Use prototyping, simulation and lean startup models to try new things. Eggers said there are some enlightened government officials who will say, "This is what we're going to do and we're going to accept some failure." Failures are how you learn, he said. "Seeding and facilitating others to try a lot of things through partnerships reduces the political risk," he said. "If it works, politicians can say, 'Great. We need to adopt it.' If it doesn't work, they can say, 'We didn't spend taxpayer dollars. All we were doing is testing a new approach.'"
For example, Eggers said, former New York Mayor Mike Bloomberg got foundation and other private money to pay for lots of experiments in education and would admit it when things didn't work. He reduced the political risk through public/private partnerships.
Considerable attention is going into developing a set of universally accepted social outcomes measurements that can be used by businesses, social entrepreneurs and nonprofits. An interviewer commented that lots of businesses devise metrics for other "bottom lines" beyond profit and asked Eggers what confidence he has that striving for those metrics actually produces real social benefits. "That's an evolving area," Eggers said. "If you really want to understand the social impact, you have to be able to measure it across these organizations and be able to grade them."
The transaction costs of getting involved in social issues have gone down fairly significantly. Eggers said there are organizations and websites that will match social entrepreneurs' skills, or those of potential volunteers, to problem-solving needs. "I'm not worried about what's going to happen in the social enterprise sector," he said. "I think businesses are going to get better and better in all these areas. The bigger issue is government connecting to and leveraging all these developments and really understanding it, so people have as much faith in the public institutions as they do in the emerging institutions."

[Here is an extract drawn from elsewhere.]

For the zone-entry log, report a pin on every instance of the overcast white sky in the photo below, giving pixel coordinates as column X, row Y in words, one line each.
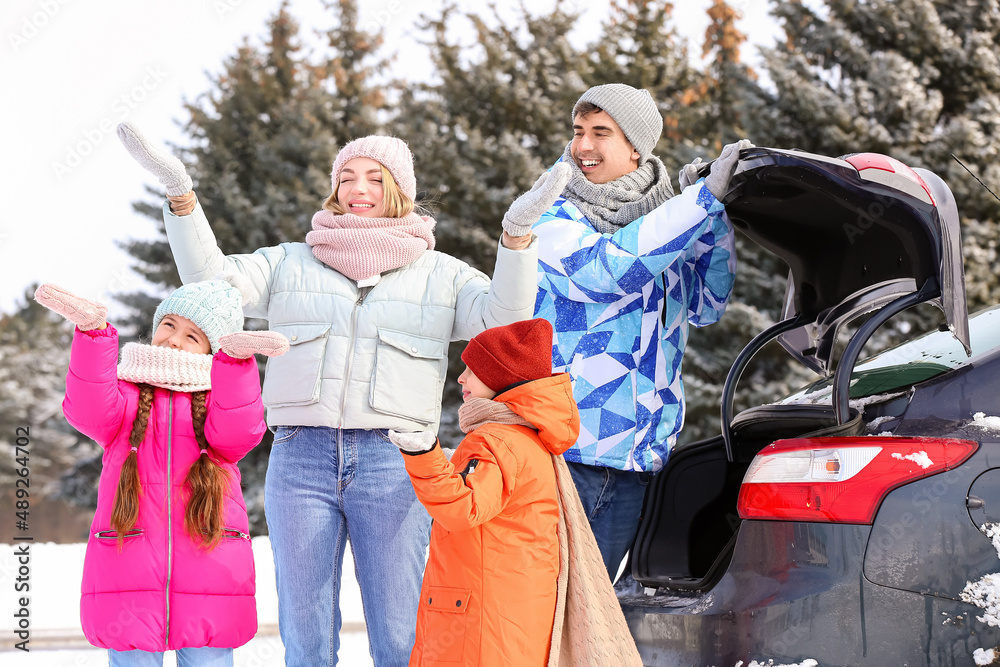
column 73, row 70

We've massively overregulated the public sector itself. "We've added so much time to get anything done that we've created massive dysfunction," Eggers said. "Whenever we have a scandal, we add more and more regulations to those working in government. We have to look at what processes, rules and regulations are preventing us from getting the results we want."
The structure of government is not the problem; it's the process of going from idea to results that's broken. "We're trying to lay out a different way of doing that," Eggers said. Designers of successful initiatives, he said, have certain characteristics in common:
- They took the time to listen to opposing viewpoints and often incorporated them into the design.
- They designed the initiatives to work in the real world, not just to pass the legislature.
- They encouraged thoughtful debate and didn't try to ram things through.
- They tested programs and designs in smaller pilots before rolling out nationally. This often happened incrementally over time.
- They took failure seriously and took precautions against everything that could go wrong.
Conclusion
Eggers said that looking at all the social enterprise infrastructure Minnesota already has, there's no reason why the state shouldn't be a world leader in this area. "I look forward to continuing to see more happening along these lines in this region," he said.
Dahl added that this new model of social enterprise is taking off. "There is a lot of innovation, a lot of problem solving around the globe," he said. "Minnesota is in a terrific place to move that model forward. A lot of creating the environment and changing the culture can come from civic organizations and foundations. They can broker a change in culture within government and between government and business."